If there is one granule of wisdom I wish to share with those still floundering in the paradoxical swiftness and sluggishness that constitutes what we know to be time, it is to understand this: the future is untouchable. It doesn’t exist unless you quit living in it.
Allow me to explain.
While I do believe there are certain inevitable fates we all chance upon, I don’t believe our futures are written lying down, and they are certainly not written without our present consent. All of those things you wish for, all of those “when I’m older’s” and “once I get out of school’s” and the wistful, quixotic “someday’s”– they’re all empty without a concrete aim right now. I want to write a book by the time I’m 25. Well, 7 years are going to go by whether I write the damn book or not. Time just keeps sliding by, constant as sunset, constant as dawn.
In other words, the present we live in now was once a very idealized future. Does it even remotely resemble your vision of it two weeks ago? Two months ago? Two years ago?

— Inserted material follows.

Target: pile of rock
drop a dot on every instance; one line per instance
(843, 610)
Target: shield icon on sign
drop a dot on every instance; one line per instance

Perhaps the greatest struggle mankind faces is the race against time. We chase a future that is forever elusive, and we sprint from a past that frequently reminds us of our blunders and bygone sensations. Sometimes, we dawdle on the past, and time wastes not a moment to move on without us. Is there ever a second to catch a breath? To pause and reflect, to cease forward motion and look ahead without running to get there?
It’s not easy. Believe me, I’ve tried to outrun the present. It will pull you back by the collar if it must.
The thing about the present is this: we are allowed to reminisce on those funny or heartbreaking collections of moments we call the past. Additionally, we’re allowed to anticipate a whole new set of moments that will quickly become contemporary “presents,” or as we call it, the future. We are allowed to think think think about any other moment we choose. We can dwell and we can hope and we can ponder and we can aspire.
But the reality of the present is that none of those moments exist anymore, and some never will. All we have control over right now is what’s happening right now.
And this moment is full of limitless possibilities.
As much as I would love to manage the future or alter the past, I have come to realize that my greatest mission is to embrace what is in my power to accomplish at the present time. On the precipice of so much change, so much loss and so much joy and so much knowledge, the best thing I can do is ride this tempestuous current of time and take charge of the here and now.